Maxime Do Couto

Personal information
- Full name: Maxime José Samuel do Couto Teixeira
- Date of birth: 13 December 1996 (age 29)
- Place of birth: Neuilly-sur-Seine, France
- Height: 1.73 m (5 ft 8 in)
- Position: Winger

Team information
- Current team: Dinamo Tbilisi
- Number: 14

Youth career
- 2003–2006: Paris 15ème O.
- 2006–2011: Mantes
- 2011–2014: Tours

Senior career*
- Years: Team / Apps / (Gls)
- 2014–2017: Tours B / 62 / (16)
- 2014–2017: Tours / 17 / (0)
- 2017–2018: Avoine OCC / 20 / (10)
- 2018–2021: Olimpik Donetsk / 74 / (8)
- 2021–2023: Sochaux / 57 / (6)
- 2023–2024: Amiens / 23 / (1)
- 2024-25: IMT / 7 / (1)
- 2025–2026: Krasava ENY Ypsonas / 31 / (4)
- 2026–: Dinamo Tbilisi / 8 / (3)

International career
- 2014: France U19 / 3 / (1)

= Maxime Do Couto =

French footballer (born 1996)

Maxime José Samuel do Couto Teixeira (born 13 December 1996) is a French professional footballer who plays as a winger for Georgian club Dinamo Tbilisi.

==Club career==
Do Couto is a youth exponent from Tours. He made his Ligue 2 debut on 30 August 2014 against Angers SCO in a 1–2 away win. He had a brief stint at Avoine OCC before moving to Ukraine with Olimpik Donetsk from 2018 to 2021. On 22 June 2021, he transferred back to France with Sochaux in the Ligue 2. On 4 September 2023, French Ligue 2 club Amiens SC announced his signing.

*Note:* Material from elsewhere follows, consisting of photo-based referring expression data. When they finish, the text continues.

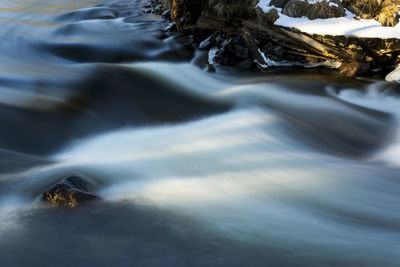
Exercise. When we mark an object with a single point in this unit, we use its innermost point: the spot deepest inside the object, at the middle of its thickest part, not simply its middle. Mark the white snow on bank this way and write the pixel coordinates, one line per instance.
(335, 26)
(394, 75)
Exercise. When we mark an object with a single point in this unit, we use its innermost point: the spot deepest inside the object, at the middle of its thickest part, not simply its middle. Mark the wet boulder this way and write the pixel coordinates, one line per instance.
(72, 191)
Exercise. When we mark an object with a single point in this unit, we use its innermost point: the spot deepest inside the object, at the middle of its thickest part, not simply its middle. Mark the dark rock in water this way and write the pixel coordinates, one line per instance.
(70, 192)
(351, 69)
(278, 3)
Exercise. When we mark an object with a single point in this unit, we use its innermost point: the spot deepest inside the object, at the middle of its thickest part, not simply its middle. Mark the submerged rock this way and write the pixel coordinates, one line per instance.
(70, 192)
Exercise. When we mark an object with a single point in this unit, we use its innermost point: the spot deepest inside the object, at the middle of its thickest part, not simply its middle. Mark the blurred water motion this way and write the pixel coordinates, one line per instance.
(285, 168)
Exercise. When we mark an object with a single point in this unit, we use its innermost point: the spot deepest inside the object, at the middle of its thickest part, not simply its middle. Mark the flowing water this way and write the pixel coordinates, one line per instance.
(284, 168)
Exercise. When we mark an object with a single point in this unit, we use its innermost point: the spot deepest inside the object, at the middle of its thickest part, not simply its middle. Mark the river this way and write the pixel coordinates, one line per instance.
(290, 167)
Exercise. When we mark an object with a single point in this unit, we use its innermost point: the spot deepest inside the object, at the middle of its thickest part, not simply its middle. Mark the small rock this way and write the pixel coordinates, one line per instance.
(279, 51)
(278, 3)
(70, 192)
(351, 69)
(245, 64)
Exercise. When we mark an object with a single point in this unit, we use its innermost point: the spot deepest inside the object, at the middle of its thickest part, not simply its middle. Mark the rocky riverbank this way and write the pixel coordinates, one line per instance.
(354, 36)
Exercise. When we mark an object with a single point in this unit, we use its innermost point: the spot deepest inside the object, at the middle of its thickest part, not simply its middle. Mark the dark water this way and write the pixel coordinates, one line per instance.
(290, 167)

On 5 June 2026, Erovnuli Liga club Dinamo Tbilisi announced the signing of Do Couto from Krasava ENY Ypsonas, to a two-year contract.

==International career==
Born in France, Do Couto is of Cameroonian and Portuguese descent. He holds French and Portuguese nationalities. He is a youth international for France, having represented the France U19s in 2014.

==Personal life==
His sister, Lisa Do Couto Teixeira, is an actress.
He is the older brother of Sacha Boey of Bayern Munich.